I was pondering some of what was said in this thread recently and wondering if the fact of where I grew up made it somehow more possible for me to appreciate Mozart than someone who grew up in an urban hellscape. Not just because of my class (as Luka says, I'm on the lower end of middle class, and a lot of people who grew up in London, say, would be as or more well off than I was), but because of the landscape. Open fields, gently rolling hills, clear blue skies, stars at night - some might say a banal landscape, certainly not a hive of cultural activity, but a place where a sort of pre-modern romanticism can still flourish. And what was said in this thread (can't remember by who) - Mozart's music, or any pre-modernist classical music, is about harmony, unbroken melodies, structure, cycles. A slower pace of life. Perhaps I'm able to believe in peacefulness and serenity more than somebody who rarely saw an unimpeded horizon growing up, somebody surrounded by constant advertising, traffic, litter, homelessness, crime, etc.
Is 'soul' antipathetic to urbanity, in particular? (And has the internet made city-dwellers of us all?)
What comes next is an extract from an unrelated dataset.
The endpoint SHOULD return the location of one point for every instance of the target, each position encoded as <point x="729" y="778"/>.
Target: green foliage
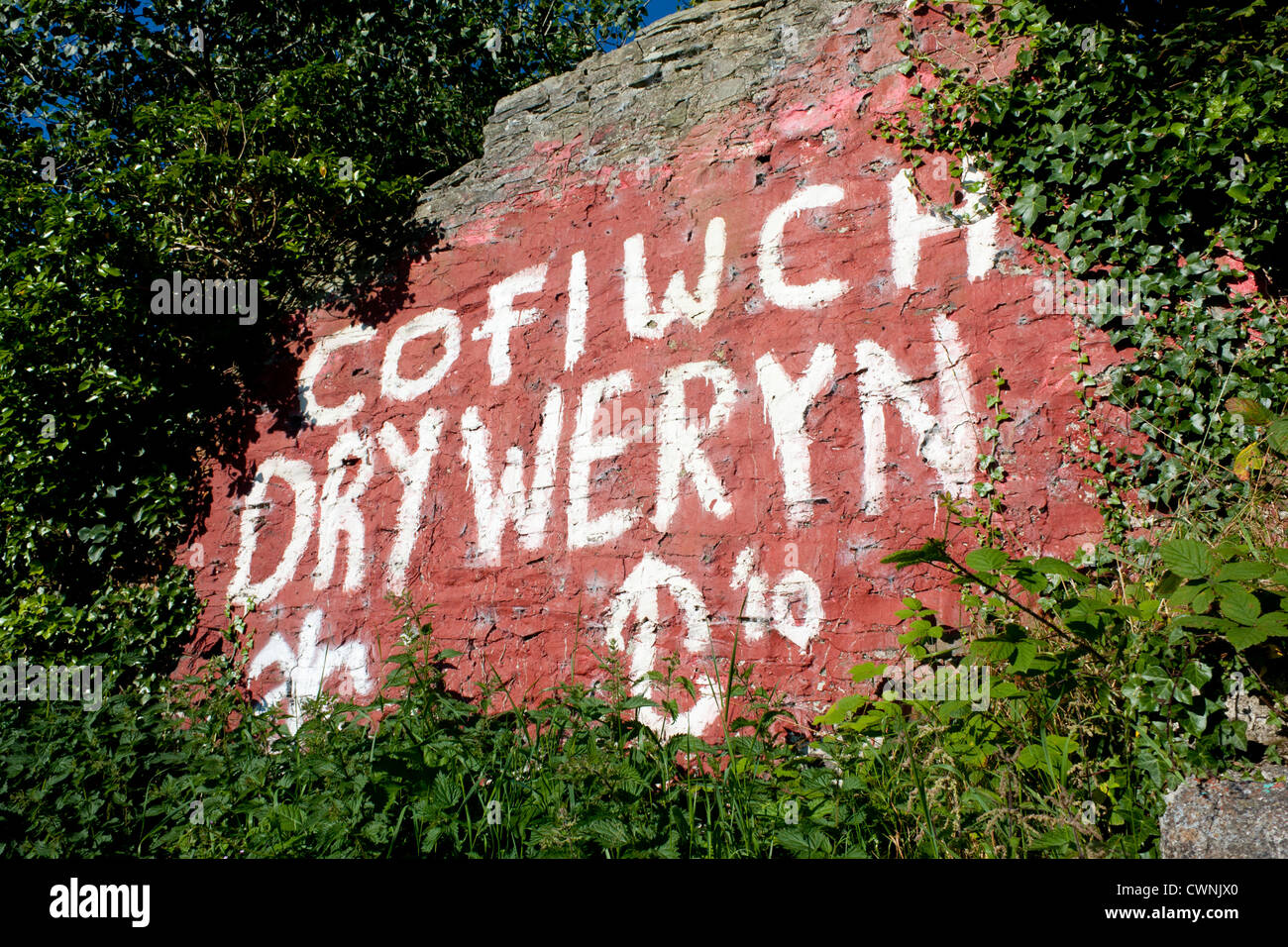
<point x="1140" y="145"/>
<point x="283" y="144"/>
<point x="1103" y="694"/>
Yes and yes. Turkish classical music could never go fully atonal for instance because of the way it doesn't use counterpointt and its compositional structure involving more quartertonal and smaller steps. It's a heavily monophonic melodic music. yet its almost non-existent now and any attempt to revive it would be utterly quixotic. I also think Hindustani classical is a bigger thing in the west than it is in the streets of Delhi or Calcutta.